Marshall Arts presents...
Romare Bearden

 

                     

Bearden as Collagist

*Note: the "Projections" and "...Good Trains..." links are external/ you must click your "Back" button to return to this site.

 

 

In 1963, Bearden attended a meeting of the "Spiral" group which was a gathering of many African-American artists, writers and composers who were searching for ways that they could contribute to the Civil Rights Movement.  Around this time, Bearden began putting together small photomontages.  At the suggestion of one of the "Spiral" members, Bearden began to enlarge some of his photomontages.  One day, a New York Art Dealer named Arne Eckstrom noticed them and wanted to include some of them in an exhibition.  

The exhibition was called "Projections" and it took place in two parts.  The first part was in October of '64 and it simply displayed the original small photomontages along with the enlarged version.  A year later, the second part of "Projections," displayed in Washington, D.C., would include more themes and the maturation of his photomontages into collage.  The themes that Bearden explored in "Projections"--which consequently became his most predominant ones until the end of his career--included African and African-American seasonal rituals, night ceremonies and the overall nature of contemporary Black life.  

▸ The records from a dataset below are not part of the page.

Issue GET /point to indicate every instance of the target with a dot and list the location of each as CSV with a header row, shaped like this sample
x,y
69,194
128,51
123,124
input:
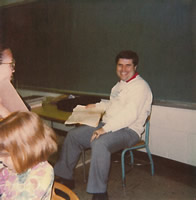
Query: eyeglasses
x,y
12,64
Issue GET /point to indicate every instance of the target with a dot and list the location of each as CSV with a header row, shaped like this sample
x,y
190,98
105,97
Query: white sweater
x,y
129,106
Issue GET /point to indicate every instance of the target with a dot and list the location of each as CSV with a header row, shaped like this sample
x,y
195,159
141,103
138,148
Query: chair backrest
x,y
147,126
61,192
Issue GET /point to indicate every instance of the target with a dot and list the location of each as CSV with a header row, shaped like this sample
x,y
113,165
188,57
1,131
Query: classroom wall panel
x,y
71,44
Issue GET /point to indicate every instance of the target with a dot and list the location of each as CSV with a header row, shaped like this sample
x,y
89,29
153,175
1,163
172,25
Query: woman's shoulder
x,y
42,169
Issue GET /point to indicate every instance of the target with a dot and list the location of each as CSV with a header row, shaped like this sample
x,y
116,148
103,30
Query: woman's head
x,y
26,139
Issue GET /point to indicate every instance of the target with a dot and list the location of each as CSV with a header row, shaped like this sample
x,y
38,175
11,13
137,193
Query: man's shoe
x,y
67,182
100,196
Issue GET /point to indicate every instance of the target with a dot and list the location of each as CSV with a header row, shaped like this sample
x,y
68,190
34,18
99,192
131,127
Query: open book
x,y
83,115
10,98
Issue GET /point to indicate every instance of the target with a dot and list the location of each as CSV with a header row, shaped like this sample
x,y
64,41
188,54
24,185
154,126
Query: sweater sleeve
x,y
127,108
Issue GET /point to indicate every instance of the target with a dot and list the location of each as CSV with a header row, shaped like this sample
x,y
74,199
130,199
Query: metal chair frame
x,y
141,144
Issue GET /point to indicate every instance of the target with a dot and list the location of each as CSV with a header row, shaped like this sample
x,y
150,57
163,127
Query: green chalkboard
x,y
71,44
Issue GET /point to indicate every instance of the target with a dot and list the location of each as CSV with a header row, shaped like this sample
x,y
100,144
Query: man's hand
x,y
97,133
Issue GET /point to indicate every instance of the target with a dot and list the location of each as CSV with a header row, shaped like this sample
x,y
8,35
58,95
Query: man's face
x,y
125,69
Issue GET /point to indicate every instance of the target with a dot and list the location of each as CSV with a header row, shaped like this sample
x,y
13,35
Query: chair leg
x,y
151,161
132,158
84,165
123,168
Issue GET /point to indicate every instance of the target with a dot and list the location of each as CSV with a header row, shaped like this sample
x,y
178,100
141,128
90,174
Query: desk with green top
x,y
49,111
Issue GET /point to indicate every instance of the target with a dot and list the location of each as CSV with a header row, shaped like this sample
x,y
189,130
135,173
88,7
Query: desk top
x,y
50,112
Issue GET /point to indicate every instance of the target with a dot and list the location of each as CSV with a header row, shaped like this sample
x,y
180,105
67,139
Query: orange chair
x,y
61,192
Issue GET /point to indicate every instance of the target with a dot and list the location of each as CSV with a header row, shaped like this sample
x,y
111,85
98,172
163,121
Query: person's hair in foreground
x,y
128,54
26,139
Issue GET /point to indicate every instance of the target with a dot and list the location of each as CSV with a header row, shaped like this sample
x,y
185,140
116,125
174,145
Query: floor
x,y
172,180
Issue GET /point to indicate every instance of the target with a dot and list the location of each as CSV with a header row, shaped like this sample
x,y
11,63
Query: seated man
x,y
123,122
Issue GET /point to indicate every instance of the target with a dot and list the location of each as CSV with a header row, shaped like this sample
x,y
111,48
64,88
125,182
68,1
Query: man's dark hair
x,y
128,54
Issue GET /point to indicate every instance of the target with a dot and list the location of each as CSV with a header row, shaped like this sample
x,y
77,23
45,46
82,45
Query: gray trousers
x,y
101,149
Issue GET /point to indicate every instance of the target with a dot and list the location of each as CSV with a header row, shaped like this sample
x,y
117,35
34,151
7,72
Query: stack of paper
x,y
83,115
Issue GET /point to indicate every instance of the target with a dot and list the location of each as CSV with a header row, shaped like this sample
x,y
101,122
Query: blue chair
x,y
141,144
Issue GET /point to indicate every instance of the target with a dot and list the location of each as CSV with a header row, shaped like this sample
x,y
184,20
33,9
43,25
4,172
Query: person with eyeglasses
x,y
7,68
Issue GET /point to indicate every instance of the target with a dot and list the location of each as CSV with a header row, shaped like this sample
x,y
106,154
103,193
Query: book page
x,y
10,98
83,115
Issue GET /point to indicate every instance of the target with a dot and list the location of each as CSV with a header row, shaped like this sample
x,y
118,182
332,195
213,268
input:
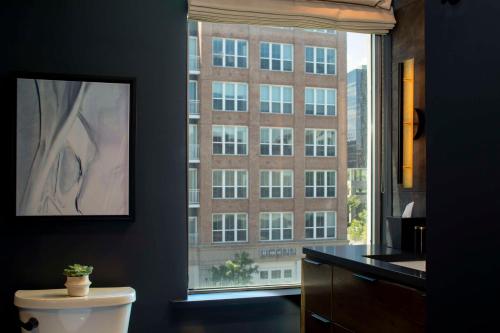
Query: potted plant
x,y
77,279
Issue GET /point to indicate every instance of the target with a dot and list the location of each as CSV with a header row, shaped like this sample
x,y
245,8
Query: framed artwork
x,y
74,147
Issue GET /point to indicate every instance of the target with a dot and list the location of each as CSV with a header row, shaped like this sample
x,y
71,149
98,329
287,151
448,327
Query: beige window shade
x,y
368,16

More specifically, Bearden's subjects in his paintings were closely linked to his experiences and places of residency while growing up.  His subjects would include blues guitarists, jazz musicians, mother and child, family, two women in a landscape or interior room, cat, "conjure woman," and "journeying things" such as birds and trains.  In many of his paintings, like Watching the Good Trains Go By  and Prevalence of Ritual: Baptism , the trains symbolize, for Bearden, the other (White) civilization and its encroachment into the Black neighborhood, since many Black neighborhoods were located near the railroad where he grew up in the South.  The Conjur Woman  represents the Black female herbalist/conjurer (usually found in the rural South and urban North) who possesses the spiritual powers of Africa and the unseen forces to heal or destroy (Campbell and Patton 39-40).  

Bearden's collage paintings also marked his return to figurative painting (using people figures in his works).  His artistic influences at this time were African sculpture and Chinese Calligraphy.

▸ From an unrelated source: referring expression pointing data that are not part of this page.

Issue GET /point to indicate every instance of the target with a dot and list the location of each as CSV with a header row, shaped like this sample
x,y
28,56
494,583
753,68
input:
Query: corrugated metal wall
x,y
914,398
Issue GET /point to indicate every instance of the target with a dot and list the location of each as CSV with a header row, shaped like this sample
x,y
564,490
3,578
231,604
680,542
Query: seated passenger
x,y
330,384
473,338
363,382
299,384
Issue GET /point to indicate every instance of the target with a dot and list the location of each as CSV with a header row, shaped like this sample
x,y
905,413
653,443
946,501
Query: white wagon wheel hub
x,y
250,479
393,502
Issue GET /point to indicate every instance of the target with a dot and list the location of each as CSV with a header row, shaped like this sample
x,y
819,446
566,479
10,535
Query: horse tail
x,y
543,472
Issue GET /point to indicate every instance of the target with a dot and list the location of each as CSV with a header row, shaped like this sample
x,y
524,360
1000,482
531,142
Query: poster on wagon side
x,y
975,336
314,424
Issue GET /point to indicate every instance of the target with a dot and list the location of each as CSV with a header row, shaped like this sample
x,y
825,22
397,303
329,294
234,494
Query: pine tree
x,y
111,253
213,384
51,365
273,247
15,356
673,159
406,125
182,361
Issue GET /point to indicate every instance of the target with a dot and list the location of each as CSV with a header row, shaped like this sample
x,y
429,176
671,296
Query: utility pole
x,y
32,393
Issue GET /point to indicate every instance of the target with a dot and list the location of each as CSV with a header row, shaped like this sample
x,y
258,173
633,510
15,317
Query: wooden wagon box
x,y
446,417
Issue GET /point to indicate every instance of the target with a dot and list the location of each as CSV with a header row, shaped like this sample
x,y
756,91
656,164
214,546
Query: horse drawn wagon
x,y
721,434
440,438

Many art critics oversimplified his use of collage as being simply faces cut out of magazines and placed on canvas, but Bearden explains "...my method is more complex...in creating a picture, I use many disparate elements to form either a figure, or part of a background.  I build  my faces...from parts of African masks, animal eyes, marbles, mossy vegetation, etc.  Then I have my small original works enlarged so the mosaic-like joinings will not be so apparent...I have found when some detail, such as a hand or eye, is taken out of its original context and is fractured and integrated into a different space and form configuration, it acquires a plastic quality it did not have in the photograph," (Campbell and Patton 44-45).

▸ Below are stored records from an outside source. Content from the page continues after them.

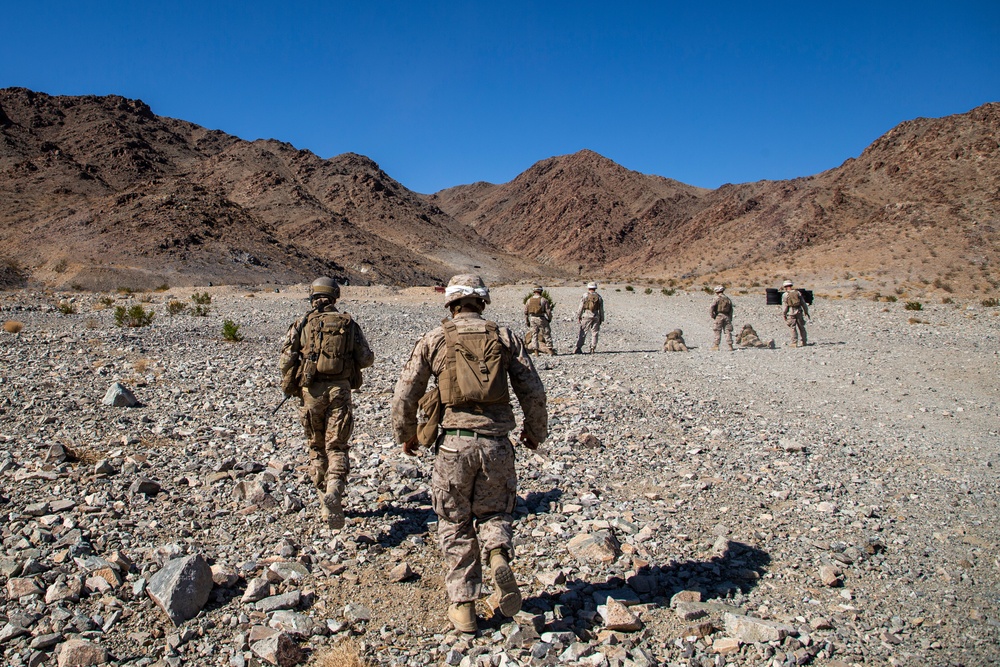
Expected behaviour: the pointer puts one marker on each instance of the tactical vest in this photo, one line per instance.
(329, 344)
(475, 371)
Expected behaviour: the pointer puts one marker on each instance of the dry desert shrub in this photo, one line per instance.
(344, 654)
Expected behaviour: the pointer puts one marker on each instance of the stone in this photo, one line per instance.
(81, 653)
(618, 617)
(598, 547)
(751, 630)
(830, 576)
(181, 587)
(119, 396)
(279, 649)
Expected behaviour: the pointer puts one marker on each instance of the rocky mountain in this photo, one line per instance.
(100, 192)
(919, 205)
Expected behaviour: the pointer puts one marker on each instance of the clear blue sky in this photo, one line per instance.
(445, 93)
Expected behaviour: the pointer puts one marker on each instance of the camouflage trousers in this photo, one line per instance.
(588, 326)
(723, 323)
(474, 488)
(328, 422)
(539, 336)
(797, 323)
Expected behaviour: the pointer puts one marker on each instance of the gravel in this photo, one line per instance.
(834, 504)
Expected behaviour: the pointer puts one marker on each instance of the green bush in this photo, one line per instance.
(231, 331)
(175, 307)
(136, 316)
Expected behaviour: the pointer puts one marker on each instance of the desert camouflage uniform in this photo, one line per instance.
(795, 318)
(539, 336)
(722, 321)
(474, 484)
(590, 323)
(325, 412)
(675, 342)
(748, 338)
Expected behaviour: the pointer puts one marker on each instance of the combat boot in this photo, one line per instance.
(508, 596)
(463, 616)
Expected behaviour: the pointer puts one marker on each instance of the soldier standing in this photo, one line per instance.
(589, 316)
(721, 313)
(474, 482)
(321, 361)
(794, 310)
(537, 317)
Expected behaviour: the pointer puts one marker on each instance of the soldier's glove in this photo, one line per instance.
(528, 441)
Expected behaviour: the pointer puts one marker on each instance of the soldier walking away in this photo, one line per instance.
(474, 483)
(721, 313)
(321, 361)
(748, 338)
(537, 317)
(589, 316)
(794, 310)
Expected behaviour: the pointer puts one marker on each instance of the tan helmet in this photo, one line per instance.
(465, 285)
(324, 287)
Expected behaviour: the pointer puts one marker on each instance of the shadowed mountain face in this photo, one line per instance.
(98, 191)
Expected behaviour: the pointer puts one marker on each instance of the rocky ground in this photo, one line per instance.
(828, 505)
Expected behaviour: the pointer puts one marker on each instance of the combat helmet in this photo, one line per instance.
(465, 285)
(324, 287)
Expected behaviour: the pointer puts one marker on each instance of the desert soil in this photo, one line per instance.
(841, 495)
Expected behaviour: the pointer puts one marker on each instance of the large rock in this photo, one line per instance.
(119, 396)
(181, 588)
(80, 653)
(279, 649)
(599, 547)
(749, 629)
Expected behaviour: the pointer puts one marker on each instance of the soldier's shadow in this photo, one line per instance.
(718, 578)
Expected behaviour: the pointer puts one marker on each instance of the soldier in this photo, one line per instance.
(721, 313)
(321, 361)
(589, 316)
(794, 310)
(537, 316)
(675, 342)
(474, 483)
(748, 338)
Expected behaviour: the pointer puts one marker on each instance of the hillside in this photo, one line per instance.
(100, 192)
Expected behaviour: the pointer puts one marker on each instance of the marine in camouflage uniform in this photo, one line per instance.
(589, 315)
(721, 313)
(748, 338)
(474, 483)
(537, 317)
(325, 411)
(794, 314)
(675, 342)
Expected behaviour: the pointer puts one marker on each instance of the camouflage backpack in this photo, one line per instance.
(534, 306)
(330, 345)
(475, 368)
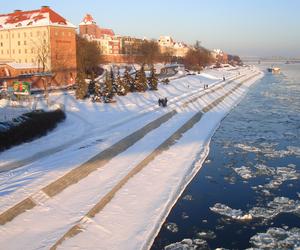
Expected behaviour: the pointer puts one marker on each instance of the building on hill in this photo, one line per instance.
(115, 49)
(168, 45)
(219, 56)
(38, 40)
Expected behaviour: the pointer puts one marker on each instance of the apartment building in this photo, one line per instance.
(41, 38)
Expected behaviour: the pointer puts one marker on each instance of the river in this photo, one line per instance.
(247, 193)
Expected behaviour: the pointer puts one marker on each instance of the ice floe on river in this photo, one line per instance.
(279, 175)
(188, 244)
(273, 208)
(269, 151)
(277, 238)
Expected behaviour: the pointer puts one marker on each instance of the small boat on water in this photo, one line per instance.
(274, 70)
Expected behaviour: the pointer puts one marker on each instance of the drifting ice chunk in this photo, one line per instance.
(236, 214)
(188, 197)
(277, 238)
(206, 235)
(188, 244)
(172, 227)
(244, 172)
(275, 207)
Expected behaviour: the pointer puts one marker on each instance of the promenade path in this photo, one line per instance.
(173, 124)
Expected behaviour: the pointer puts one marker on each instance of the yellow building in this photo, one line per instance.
(41, 38)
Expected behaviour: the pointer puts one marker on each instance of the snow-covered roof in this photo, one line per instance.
(88, 19)
(41, 17)
(16, 65)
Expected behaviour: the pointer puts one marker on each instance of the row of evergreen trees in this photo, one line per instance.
(112, 85)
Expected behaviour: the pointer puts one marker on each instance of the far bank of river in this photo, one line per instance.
(253, 169)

For the remainder of the '60s, Bearden continued to combine the techniques he previously learned into his collage paintings.  He painted his largest figurative paintings during this time, displaying life-size subjects in iconic poses that were highly suggestive of great ancient Egyptian or Greek figures.  Due to their scale, these figures would carry "a sense of myth, their mundanity disappearing in the magnificence of Bearden's style," (Campbell and Patton 45).  Examples of this occur most notably in Melon Season  and Rites of Spring.